Observational studies and randomized trials addressing the factors underlying severe Covid-19 presentations in people with obesity and metabolic dysfunction need to be prioritized and include black, Latino and Native American populations. Furthermore, to minimize the risk of Covid-19 infection among people living in disadvantaged communities with high rates of obesity and chronic disease, public health policies and social support services must be coordinated quickly. The current crisis justifies the creation of a national organization dedicated to addressing Covid-19’s racial and ethnic health disparities, to elucidate the challenges and mobilize the necessary resources.one

In the long term, comprehensive interventions that address the social determinants of health and structural racism, and policies that ensure universal access to high-quality, affordable health care for all Americans are imperative. The American College of Physicians has outlined a multidisciplinary approach to address the social determinants of health,5 5 which advocates for the reduction of socioeconomic inequalities, the integration of social determinants of health in medical education, local and federal financing of social services, and the expansion of research efforts. Uniting behind these principles and paying vigilant attention to unconscious biases can bring about real change.

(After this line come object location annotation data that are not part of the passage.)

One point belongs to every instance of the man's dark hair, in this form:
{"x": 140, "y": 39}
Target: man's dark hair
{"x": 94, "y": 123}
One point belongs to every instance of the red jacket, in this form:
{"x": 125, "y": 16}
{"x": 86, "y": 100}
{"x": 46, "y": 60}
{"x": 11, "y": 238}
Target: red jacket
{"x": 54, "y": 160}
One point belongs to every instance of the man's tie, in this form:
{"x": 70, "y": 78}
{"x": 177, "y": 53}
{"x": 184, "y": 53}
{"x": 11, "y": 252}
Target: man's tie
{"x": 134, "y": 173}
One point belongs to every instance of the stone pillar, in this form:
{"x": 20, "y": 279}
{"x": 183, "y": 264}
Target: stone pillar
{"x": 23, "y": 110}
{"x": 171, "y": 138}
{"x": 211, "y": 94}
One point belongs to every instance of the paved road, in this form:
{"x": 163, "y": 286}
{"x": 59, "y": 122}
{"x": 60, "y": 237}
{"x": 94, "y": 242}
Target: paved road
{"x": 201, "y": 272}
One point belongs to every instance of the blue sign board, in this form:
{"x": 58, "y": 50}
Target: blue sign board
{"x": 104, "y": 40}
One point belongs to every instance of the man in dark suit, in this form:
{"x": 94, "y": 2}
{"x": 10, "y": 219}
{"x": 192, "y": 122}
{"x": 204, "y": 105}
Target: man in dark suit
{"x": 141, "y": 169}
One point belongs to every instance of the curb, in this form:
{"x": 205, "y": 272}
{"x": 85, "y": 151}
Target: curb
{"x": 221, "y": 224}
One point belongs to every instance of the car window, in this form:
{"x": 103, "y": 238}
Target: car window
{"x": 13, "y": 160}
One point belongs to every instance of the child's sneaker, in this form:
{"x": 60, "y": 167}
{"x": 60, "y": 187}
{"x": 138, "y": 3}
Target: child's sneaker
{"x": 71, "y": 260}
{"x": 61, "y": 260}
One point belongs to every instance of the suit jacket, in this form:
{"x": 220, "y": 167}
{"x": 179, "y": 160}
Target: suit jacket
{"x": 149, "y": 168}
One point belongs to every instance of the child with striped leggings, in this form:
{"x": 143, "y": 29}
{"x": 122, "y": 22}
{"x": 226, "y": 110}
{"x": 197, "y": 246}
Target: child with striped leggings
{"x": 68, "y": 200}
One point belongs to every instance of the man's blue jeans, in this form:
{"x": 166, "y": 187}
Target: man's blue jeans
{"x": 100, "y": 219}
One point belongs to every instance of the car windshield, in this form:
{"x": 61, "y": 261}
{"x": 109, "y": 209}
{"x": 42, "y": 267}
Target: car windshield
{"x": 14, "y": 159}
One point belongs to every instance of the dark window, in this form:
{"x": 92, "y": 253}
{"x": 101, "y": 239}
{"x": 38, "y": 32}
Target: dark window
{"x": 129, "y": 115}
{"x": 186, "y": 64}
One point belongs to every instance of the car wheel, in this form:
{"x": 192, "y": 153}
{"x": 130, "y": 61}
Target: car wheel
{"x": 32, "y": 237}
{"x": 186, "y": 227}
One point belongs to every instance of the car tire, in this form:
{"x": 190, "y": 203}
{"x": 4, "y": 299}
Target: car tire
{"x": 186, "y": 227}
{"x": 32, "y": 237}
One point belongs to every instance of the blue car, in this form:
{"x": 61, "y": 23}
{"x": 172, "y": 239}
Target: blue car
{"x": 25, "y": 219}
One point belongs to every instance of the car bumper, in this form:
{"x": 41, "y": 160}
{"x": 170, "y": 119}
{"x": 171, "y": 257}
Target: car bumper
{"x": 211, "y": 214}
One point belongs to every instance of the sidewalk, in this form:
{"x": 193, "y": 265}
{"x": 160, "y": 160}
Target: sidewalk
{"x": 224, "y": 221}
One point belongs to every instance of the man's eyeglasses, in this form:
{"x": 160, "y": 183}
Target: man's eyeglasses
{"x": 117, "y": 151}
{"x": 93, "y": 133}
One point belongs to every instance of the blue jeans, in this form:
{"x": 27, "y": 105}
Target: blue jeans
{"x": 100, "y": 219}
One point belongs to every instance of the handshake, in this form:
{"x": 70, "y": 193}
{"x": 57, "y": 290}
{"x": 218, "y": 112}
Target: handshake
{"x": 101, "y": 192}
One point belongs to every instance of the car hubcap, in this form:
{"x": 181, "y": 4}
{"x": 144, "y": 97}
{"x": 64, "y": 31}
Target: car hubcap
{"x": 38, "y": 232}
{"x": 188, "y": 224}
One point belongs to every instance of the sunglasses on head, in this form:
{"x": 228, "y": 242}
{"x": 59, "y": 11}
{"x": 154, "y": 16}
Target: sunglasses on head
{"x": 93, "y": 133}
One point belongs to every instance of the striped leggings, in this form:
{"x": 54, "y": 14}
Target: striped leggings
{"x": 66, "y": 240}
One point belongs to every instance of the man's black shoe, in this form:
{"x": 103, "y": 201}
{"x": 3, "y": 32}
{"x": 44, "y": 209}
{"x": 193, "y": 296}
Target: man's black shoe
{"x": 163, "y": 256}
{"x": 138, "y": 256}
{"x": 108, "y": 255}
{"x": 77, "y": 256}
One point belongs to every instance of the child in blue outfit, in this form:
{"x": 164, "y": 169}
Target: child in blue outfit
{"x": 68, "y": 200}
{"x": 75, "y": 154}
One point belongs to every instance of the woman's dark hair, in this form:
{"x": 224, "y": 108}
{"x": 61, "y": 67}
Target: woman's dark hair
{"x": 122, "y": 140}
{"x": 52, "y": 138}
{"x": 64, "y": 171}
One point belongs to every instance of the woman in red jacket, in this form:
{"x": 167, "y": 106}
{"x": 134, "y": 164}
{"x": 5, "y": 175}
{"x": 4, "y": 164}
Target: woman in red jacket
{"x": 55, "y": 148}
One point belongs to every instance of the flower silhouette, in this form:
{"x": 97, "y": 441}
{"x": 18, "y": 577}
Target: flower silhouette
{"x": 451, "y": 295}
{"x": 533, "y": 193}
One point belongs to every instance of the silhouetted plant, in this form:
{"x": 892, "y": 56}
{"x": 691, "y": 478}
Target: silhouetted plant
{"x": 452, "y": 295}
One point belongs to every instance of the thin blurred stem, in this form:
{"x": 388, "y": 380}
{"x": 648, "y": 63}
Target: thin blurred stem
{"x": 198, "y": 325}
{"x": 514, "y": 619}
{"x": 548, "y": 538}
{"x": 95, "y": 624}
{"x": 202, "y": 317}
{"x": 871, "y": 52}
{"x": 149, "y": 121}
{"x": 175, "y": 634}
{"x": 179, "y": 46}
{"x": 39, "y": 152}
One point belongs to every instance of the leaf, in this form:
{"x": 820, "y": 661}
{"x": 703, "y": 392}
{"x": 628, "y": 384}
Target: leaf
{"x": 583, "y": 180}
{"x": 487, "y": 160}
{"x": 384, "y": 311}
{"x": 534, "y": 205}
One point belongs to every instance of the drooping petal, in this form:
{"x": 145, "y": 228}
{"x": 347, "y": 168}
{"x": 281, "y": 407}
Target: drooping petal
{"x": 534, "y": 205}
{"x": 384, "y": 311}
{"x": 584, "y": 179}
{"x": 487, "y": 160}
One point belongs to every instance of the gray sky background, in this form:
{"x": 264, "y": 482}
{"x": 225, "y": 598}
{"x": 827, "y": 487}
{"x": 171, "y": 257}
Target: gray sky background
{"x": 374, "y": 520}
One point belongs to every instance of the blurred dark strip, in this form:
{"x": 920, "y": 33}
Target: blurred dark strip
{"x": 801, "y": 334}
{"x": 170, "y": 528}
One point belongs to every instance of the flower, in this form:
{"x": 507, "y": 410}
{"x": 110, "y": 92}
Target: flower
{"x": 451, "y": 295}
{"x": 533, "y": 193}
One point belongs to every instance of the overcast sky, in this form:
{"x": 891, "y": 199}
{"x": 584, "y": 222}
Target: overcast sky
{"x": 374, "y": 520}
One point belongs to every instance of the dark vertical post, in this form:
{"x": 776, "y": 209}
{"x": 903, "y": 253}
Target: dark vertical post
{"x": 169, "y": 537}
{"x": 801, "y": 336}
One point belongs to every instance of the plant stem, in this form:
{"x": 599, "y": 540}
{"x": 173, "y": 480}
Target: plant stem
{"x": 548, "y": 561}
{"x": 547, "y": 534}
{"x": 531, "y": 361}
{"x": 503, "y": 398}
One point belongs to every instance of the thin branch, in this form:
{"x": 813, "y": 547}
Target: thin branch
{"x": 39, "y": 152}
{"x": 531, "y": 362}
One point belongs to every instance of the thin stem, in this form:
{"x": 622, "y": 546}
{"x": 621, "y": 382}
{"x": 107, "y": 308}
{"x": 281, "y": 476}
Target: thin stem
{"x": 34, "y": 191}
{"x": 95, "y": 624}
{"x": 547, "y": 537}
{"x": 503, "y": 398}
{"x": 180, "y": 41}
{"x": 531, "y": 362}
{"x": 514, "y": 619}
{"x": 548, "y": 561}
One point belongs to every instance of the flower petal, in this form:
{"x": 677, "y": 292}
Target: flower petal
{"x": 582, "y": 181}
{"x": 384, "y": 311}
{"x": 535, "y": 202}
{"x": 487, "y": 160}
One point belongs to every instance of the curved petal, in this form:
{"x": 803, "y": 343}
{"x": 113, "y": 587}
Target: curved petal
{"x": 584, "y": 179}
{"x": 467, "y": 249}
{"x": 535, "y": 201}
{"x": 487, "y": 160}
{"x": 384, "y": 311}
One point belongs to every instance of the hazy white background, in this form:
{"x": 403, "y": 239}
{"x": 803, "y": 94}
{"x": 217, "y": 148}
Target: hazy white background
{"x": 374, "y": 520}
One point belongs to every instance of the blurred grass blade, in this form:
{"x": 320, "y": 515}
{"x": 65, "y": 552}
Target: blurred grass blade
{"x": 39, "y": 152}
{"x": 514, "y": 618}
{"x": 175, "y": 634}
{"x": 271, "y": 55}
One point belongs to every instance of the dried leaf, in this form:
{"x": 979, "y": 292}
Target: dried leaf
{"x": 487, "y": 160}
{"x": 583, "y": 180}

The US healthcare system needs a renewed and growing focus on health inequities, inclusion, resilience, and prevention of chronic disease. Public health policies and legislative initiatives that reduce food insecurity and food deserts in vulnerable communities are urgently needed to address the determinants of health. The 2018 US Farm Bill, which spends nearly $ 90 billion annually on agricultural and food programs, includes provisions for nutrition disparities, but we require more innovative strategies and greater commitment to eliminate racial inequalities and ethnicities within the US food system The cost of the Covid-19 pandemic cannot be undone, but recognizing these disparities offers an opportunity to meet the public health challenge of health inequity and unite in a vision for a healthier, fairer and more equitable nation.